Drugs associated with gingival overgrowth fall into three broad categories – anticonvulsants, immune suppressants and calcium channel blockers. Amlodipine is a third-generation dihydropyridine. The prevalence of amlodipine-induced gingival hyperplasia is 4.2%. We report two patients with the amlodipine-induced gingival hyperplasia.
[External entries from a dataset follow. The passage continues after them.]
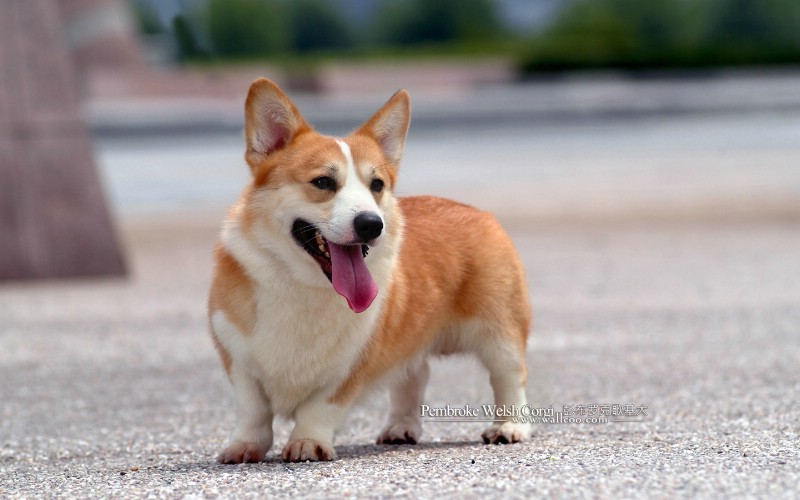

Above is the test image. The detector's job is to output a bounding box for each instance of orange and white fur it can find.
[209,79,531,463]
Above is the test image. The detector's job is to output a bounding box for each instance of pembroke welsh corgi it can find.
[208,78,531,463]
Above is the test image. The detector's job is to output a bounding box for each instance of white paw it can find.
[377,418,422,444]
[217,441,268,464]
[481,422,531,444]
[283,439,336,462]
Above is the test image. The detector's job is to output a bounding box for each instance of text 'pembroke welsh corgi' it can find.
[209,79,531,463]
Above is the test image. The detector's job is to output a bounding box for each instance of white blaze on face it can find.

Keywords: Amlodipine, anticonvulsants, calcium channel blockers, drug-induced gingival overgrowth, gingival hyperplasia, immune suppressants


How to cite this URL:
Lakshmi G S, Tejaswini G, Alekhya B, Manuel MB, Ram R, Kumar V S. Amlodipine-induced gingival hyperplasia: Case reports of two patients. J Clin Sci Res [Epub ahead of print] [cited 2022 Jul 4]. Available from: https://www.jcsr.co.in/preprintarticle.asp?id=330771





  Introduction Top


Kimball[1] reported gingival hyperplasia for the first time in 1939 in a patient following phenytoin use. Drugs associated with gingival overgrowth fall into three broad categories – anticonvulsants, immune suppressants and calcium channel blockers (CCBs).[2],[3] Among CCBs, the dihydropyridines (e.g., nifedipine, felodipine, amlodipine, nitrendipine, nicardipine and manidipine) have a propensity to be more associated with gingival hyperplasia.[4] Amlodipine is a third-generation dihydropyridine. It was patented in 1982 and approved for medical use in 1990.[5] We report two patients with amlodipine-induced gingival hyperplasia.


  Case Reports Top


Patient 1: A 50-year-old man, with hypertension, chronic kidney disease Stage 3 was receiving oral telmisartan 40 mg/day. When blood pressure was not controlled, amlodipine was added. After 3 months, the patient reported the overgrowth of the gums [Figure 1]a. There were no other complaints except for the cosmetic disquiet. Intraoral examination revealed a generalised enlargement of the gingiva extending up to marginal and interdental gingiva. The surface of the gingiva appears lobulated with loss of scalloping. Oral hygiene was poor. We substituted amlodipine with prazosin. After 12 weeks, the gingival hyperplasia had regressed [Figure 1]b. We referred the patient to a dental surgeon for improvement in oral hygiene.
Figure 1: Clinical photograph showing gingival hyperplasia 3 months after the use of amlodipine (a). Clinical photograph of the same patient showing regression of gingical hyperplasia after amlodipine withdrawal (b)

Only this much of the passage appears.